If we are able to set up a data sharing collective that was NOT for profit, we can avoid the incentives that drive for profit data businesses to provide lower quality data not optimized for the uses we need of them. This collective data sync would require staffing with specialized talent and skills, including working with machine learning, database operation and maintenance, data analysts, voting behavior analysis, etc. to ensure the data is clean, useful, and we are learning from it.
We need these specialized staff to start connecting commercial data with voter files and other political data. Unless there are secret campaigns out there with secret infrastructure, no one practicing mainstream politics knows about, this isn’t happening.
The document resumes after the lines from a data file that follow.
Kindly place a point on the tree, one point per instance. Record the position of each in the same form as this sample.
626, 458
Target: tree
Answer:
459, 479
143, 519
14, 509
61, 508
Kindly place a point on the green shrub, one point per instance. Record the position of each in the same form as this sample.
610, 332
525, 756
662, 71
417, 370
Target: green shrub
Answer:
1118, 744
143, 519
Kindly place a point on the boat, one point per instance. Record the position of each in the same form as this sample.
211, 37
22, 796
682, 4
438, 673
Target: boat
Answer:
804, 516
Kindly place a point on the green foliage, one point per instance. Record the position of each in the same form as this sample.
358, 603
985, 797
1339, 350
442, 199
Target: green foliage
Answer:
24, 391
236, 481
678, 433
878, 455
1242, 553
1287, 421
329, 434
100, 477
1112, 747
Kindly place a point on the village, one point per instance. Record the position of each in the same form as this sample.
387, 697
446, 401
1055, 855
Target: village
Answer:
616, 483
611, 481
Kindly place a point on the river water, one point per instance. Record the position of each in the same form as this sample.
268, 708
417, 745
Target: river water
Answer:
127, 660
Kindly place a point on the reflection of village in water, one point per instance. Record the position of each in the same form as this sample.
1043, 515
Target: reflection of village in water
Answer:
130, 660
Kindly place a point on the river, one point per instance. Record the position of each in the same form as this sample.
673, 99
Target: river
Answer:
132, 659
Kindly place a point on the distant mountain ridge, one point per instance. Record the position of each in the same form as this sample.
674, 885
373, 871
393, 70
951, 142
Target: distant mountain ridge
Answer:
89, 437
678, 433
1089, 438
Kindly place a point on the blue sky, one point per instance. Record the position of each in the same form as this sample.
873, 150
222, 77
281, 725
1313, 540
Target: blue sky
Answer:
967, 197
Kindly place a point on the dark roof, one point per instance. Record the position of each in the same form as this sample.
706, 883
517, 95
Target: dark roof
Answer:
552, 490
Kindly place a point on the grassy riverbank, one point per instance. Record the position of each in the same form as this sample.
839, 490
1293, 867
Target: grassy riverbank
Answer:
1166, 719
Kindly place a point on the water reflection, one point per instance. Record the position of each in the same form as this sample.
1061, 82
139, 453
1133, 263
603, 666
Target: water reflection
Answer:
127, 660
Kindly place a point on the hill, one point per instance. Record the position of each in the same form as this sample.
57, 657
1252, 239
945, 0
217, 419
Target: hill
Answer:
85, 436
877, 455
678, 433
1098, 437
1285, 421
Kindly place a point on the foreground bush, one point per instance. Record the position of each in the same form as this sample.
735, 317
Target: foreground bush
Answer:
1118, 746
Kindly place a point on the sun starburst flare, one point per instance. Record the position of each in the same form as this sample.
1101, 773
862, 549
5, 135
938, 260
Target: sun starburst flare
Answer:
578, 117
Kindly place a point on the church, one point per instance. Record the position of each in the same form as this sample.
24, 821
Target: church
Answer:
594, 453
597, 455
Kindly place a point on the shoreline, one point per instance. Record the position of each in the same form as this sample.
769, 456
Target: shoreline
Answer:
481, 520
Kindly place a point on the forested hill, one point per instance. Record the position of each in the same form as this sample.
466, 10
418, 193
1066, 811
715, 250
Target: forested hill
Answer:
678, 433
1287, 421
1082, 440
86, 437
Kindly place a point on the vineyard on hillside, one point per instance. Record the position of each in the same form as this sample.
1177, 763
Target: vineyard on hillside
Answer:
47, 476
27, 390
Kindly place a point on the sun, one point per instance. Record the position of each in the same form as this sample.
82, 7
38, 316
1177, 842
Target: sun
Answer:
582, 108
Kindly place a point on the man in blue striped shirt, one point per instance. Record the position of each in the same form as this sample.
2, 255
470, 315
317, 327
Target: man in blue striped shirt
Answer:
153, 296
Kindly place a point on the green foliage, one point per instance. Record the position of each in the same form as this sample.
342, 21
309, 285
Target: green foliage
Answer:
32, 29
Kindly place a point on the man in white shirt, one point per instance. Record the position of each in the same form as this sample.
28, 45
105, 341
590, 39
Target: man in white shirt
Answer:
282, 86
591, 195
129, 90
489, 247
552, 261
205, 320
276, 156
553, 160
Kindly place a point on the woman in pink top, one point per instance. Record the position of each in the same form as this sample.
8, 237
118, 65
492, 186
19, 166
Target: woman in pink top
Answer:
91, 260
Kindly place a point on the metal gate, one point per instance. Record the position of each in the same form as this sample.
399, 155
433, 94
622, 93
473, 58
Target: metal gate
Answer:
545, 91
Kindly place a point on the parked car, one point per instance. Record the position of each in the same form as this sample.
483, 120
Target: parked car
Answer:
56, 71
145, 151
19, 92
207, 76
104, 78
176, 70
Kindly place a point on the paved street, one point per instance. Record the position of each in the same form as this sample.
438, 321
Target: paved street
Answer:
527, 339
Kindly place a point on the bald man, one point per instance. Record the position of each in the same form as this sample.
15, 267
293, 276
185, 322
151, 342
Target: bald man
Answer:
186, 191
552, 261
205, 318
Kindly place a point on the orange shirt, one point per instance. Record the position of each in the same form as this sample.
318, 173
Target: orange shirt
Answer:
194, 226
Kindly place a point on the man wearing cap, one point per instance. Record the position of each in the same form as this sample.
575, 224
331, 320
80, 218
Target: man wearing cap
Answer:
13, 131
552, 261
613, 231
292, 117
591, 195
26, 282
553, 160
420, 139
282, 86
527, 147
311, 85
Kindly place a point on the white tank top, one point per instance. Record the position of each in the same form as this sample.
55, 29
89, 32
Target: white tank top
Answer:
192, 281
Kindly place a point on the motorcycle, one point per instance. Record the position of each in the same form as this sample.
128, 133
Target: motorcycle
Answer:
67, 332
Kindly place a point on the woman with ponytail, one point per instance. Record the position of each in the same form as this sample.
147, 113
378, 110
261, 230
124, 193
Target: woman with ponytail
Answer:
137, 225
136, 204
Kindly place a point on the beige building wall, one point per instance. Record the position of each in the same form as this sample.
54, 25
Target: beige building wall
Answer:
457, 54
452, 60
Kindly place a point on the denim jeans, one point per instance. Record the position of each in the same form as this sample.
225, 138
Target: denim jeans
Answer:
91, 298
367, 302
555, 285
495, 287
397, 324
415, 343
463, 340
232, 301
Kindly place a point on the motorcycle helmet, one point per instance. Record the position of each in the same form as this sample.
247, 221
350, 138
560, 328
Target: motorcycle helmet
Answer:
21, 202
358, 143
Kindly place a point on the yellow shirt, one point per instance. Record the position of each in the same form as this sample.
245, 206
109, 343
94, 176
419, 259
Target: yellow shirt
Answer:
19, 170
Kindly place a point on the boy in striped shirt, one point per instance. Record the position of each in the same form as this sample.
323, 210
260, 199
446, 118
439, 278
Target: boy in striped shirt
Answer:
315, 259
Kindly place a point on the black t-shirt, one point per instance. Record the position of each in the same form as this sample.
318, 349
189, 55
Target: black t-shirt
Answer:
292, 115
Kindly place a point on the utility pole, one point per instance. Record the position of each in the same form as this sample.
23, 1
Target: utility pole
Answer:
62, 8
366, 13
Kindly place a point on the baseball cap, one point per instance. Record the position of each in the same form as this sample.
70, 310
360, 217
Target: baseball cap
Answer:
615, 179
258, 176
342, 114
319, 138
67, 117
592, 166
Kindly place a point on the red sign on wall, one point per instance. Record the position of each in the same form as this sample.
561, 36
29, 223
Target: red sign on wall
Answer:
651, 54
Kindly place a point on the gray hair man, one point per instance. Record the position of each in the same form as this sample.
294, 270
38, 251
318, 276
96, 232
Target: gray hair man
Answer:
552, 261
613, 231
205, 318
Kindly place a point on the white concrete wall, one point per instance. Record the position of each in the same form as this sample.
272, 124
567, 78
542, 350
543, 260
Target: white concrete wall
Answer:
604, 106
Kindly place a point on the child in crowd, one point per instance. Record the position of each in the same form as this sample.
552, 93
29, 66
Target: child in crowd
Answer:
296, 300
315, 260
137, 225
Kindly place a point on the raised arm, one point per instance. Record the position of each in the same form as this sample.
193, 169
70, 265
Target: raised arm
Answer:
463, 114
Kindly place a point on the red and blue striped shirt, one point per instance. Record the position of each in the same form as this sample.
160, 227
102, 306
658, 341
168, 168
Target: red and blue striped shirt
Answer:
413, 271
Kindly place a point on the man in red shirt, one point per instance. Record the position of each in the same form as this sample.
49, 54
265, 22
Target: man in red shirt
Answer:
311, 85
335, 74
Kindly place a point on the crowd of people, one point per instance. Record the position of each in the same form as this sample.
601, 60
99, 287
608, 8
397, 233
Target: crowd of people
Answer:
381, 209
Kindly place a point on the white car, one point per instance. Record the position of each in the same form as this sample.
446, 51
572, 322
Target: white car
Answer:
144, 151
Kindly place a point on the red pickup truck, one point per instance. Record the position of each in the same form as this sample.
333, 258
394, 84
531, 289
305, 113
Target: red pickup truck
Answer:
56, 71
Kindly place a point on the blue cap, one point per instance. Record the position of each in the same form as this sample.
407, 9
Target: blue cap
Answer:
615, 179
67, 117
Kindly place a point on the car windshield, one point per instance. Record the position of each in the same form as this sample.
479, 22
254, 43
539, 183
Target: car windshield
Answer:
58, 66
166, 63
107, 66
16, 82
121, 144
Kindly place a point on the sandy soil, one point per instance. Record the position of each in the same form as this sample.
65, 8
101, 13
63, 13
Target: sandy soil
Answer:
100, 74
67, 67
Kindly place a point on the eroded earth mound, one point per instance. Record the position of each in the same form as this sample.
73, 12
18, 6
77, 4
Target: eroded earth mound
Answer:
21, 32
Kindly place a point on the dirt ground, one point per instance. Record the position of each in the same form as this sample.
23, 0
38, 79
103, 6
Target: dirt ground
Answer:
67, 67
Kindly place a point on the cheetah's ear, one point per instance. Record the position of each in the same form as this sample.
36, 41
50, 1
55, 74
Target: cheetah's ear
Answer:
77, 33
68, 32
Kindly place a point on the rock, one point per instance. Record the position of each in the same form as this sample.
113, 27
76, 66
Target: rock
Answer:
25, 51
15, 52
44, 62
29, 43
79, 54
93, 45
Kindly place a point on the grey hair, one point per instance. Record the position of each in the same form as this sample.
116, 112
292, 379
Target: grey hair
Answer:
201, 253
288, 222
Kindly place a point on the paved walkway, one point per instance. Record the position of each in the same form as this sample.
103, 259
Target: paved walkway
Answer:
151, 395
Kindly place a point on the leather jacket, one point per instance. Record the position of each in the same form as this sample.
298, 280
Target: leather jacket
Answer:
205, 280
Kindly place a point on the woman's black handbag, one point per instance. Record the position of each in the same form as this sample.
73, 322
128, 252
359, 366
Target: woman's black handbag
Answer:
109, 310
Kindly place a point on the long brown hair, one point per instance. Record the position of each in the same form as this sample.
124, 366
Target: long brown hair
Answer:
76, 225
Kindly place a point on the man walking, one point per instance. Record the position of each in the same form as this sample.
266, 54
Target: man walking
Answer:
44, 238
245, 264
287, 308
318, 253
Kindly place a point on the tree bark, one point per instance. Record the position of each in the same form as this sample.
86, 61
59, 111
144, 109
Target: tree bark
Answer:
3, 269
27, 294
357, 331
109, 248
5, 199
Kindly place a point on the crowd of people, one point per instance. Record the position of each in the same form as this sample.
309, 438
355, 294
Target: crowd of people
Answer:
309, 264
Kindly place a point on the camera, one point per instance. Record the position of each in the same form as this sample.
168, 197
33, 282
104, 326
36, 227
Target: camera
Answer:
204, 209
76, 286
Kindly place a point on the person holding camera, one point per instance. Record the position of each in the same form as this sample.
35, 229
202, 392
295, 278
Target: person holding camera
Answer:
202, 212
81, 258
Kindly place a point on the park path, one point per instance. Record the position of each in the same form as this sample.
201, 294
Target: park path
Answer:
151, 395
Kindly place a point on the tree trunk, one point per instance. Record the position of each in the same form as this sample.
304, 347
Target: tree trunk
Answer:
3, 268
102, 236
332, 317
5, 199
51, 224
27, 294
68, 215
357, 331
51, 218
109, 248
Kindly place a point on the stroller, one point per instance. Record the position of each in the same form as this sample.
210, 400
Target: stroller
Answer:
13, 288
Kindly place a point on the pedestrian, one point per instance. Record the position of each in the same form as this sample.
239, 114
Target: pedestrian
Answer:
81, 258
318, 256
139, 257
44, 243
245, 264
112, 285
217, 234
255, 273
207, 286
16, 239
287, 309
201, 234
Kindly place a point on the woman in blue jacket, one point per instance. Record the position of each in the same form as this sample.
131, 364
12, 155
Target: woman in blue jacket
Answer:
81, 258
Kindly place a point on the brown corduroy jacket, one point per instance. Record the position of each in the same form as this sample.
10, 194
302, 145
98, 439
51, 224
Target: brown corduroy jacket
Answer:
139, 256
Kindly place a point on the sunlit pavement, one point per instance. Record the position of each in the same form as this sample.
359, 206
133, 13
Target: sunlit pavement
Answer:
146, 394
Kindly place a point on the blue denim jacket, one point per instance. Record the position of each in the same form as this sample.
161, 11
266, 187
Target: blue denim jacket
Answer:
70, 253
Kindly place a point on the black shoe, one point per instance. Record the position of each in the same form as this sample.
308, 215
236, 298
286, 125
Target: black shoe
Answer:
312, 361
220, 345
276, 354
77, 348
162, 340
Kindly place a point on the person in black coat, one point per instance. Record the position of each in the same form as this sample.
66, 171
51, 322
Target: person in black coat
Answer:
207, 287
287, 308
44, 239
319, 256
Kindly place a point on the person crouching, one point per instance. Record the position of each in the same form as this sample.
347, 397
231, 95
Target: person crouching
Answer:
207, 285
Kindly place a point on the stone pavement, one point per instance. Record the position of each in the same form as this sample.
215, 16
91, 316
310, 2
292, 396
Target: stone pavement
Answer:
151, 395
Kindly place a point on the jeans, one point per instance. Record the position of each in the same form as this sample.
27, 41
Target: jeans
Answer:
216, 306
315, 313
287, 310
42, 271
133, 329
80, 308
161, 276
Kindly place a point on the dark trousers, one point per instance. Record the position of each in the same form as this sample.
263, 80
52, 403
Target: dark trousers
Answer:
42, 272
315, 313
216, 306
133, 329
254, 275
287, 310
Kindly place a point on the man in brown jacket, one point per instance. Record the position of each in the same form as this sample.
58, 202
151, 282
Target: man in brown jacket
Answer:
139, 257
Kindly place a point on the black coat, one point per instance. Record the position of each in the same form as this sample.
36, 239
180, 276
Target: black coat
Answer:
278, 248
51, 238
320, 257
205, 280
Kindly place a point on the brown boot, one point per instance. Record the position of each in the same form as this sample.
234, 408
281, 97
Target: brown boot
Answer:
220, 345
If we do not up our data game we will continue to be behind in crucial digital fundraising, organizing, and advertising tactics and we will also fall behind in our traditional organizing edge. If Republicans can more accurately target the Rio Grande valley in Texas using their superior data systems to target voters digitally AND on the ground (i.e. generating walk maps), for example, our ability to persuade and to GOTV will get ever harder as their targeting improves, recruiting gets better, and they more efficiently spend every bit of their resources.